King Penguin: Semi-Precious Stones

Image from the King Penguin book: Semi Precious Stones - Cover

Image from the King Penguin book: Semi Precious Stones - Amethyst

Image from the King Penguin book: Semi Precious Stones - Malachite

Image from the King Penguin book: Semi Precious Stones - Iron Pyrites

Image from the King Penguin book: Semi Precious Stones - Turquoise in Matrix

I find it intriguing that almost every King Penguin I’ve come across seems to be a perfect blend of elegant academic wonder and mind-blowing illustrative talent. Although they are highly collectable, I have seldom chased them down. I have only a few of these books but keep an eye peeled for the odd one in charity shops and creaky bookshops by the sea.

My Grandfather, Mr Charles William Hooley, was a geoglist and geographical surveyor before he retired. His mineral and stone specimen collections were completely mesmerising to me as a child. They conjured images of treasure troves in the belly of a distant Maharajah’s palace. Each sample was  perfectly hewn, polished, arranged and labelled in such a way that when the light caught them all simultaneously, it was really quite overwhelming. I couldn’t help feeling the same excitement when I saw this King Penguin.

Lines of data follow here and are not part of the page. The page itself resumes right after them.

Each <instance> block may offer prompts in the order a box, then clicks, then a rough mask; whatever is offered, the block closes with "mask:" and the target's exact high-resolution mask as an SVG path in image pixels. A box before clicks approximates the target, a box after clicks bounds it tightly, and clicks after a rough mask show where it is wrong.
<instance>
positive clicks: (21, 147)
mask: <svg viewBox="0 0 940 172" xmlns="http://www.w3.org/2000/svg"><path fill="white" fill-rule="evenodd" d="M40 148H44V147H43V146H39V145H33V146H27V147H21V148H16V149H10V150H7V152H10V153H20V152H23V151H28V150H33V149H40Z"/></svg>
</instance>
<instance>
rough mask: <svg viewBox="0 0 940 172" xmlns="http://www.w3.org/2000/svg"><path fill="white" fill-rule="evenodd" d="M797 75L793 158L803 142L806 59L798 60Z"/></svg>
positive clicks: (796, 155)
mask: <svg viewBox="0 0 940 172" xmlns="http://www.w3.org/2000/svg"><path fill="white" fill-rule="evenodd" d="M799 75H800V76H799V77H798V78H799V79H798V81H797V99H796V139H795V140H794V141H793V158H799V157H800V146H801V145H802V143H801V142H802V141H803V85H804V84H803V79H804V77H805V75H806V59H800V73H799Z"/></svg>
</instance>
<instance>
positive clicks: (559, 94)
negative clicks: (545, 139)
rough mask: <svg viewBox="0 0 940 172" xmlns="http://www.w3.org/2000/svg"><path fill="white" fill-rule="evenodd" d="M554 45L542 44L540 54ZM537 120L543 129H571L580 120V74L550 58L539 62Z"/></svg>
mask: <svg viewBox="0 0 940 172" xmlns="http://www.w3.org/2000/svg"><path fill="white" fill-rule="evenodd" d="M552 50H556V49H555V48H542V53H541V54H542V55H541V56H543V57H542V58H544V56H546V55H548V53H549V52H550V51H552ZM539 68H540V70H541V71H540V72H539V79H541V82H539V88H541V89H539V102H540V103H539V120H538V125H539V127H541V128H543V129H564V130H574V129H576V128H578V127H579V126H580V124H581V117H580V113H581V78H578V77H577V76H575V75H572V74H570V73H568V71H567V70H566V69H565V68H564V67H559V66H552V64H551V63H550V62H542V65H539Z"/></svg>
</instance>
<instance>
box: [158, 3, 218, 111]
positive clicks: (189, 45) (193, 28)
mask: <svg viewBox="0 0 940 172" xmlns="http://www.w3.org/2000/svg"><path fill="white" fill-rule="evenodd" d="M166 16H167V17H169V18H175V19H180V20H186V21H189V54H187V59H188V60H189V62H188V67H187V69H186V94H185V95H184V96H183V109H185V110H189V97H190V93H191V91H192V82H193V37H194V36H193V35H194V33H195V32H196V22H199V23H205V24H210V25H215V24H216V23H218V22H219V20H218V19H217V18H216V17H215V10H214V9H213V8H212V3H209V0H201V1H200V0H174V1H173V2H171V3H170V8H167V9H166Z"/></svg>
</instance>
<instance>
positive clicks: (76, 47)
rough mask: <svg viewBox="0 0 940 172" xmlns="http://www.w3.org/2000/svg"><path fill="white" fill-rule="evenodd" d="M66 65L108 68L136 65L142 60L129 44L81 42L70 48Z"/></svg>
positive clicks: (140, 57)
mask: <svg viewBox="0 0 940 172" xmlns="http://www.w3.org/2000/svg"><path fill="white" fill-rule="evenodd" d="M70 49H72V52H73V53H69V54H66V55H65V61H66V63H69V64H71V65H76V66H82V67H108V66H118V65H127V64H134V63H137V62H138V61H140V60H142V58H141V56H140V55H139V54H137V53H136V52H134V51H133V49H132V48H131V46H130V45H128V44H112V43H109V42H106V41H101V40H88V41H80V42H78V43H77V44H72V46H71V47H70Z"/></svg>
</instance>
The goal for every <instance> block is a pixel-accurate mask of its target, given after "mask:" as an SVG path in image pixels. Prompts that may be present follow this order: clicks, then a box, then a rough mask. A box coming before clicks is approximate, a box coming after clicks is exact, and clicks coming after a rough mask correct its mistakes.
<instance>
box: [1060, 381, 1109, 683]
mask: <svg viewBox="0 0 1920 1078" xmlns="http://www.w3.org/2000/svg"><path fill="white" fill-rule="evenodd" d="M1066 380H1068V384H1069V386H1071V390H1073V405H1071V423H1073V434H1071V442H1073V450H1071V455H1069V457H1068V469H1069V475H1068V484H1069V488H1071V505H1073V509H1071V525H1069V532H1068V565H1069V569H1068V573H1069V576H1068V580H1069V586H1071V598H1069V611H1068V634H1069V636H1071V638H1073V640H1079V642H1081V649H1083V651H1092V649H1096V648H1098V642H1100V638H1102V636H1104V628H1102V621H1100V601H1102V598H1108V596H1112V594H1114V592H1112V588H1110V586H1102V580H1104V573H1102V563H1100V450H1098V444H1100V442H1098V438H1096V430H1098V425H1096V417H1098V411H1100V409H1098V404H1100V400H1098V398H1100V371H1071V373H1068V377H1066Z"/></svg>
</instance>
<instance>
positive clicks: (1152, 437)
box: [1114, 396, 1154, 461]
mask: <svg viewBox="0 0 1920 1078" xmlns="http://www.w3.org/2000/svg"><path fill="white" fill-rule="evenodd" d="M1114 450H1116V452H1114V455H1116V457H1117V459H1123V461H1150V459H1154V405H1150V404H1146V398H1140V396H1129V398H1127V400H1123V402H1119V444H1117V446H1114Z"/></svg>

Mrs Wooster of the Brooklyn Crystallographic Laboratory at Cambridge University wrote the text for the book and it was published in 1952. Her writings beg us to reconsider the value of these kaleidoscopic, but under appreciated gifts from the Earth. She highlights the fact that in China, pure Jade is more valuable than most precious stones. There is also the ancient connection to folklore through astrology. Somehow, a large Emerald might feel rather vulgar if it were used in a Druidic ceremony to celebrate the Winter. I personally prefer the curious allure of a cloven rock filled with sparkling amethyst to a tiny diamond.

This guide is superbly written and instead of following the trodden path of a field guide, it reads more like an insightful article; challenging our perceptions of what can be seen as a rather cheesy, gift-shop hobby in today’s vanity obsessed society. The stunning illustrated plates of the stones by the great flea illustrator, Arthur Smith are evocative, florid and incredibly true to form. There’s still plenty of these around in the ether, so you might want to grab one if you like the look of it, because there’s won’t always be.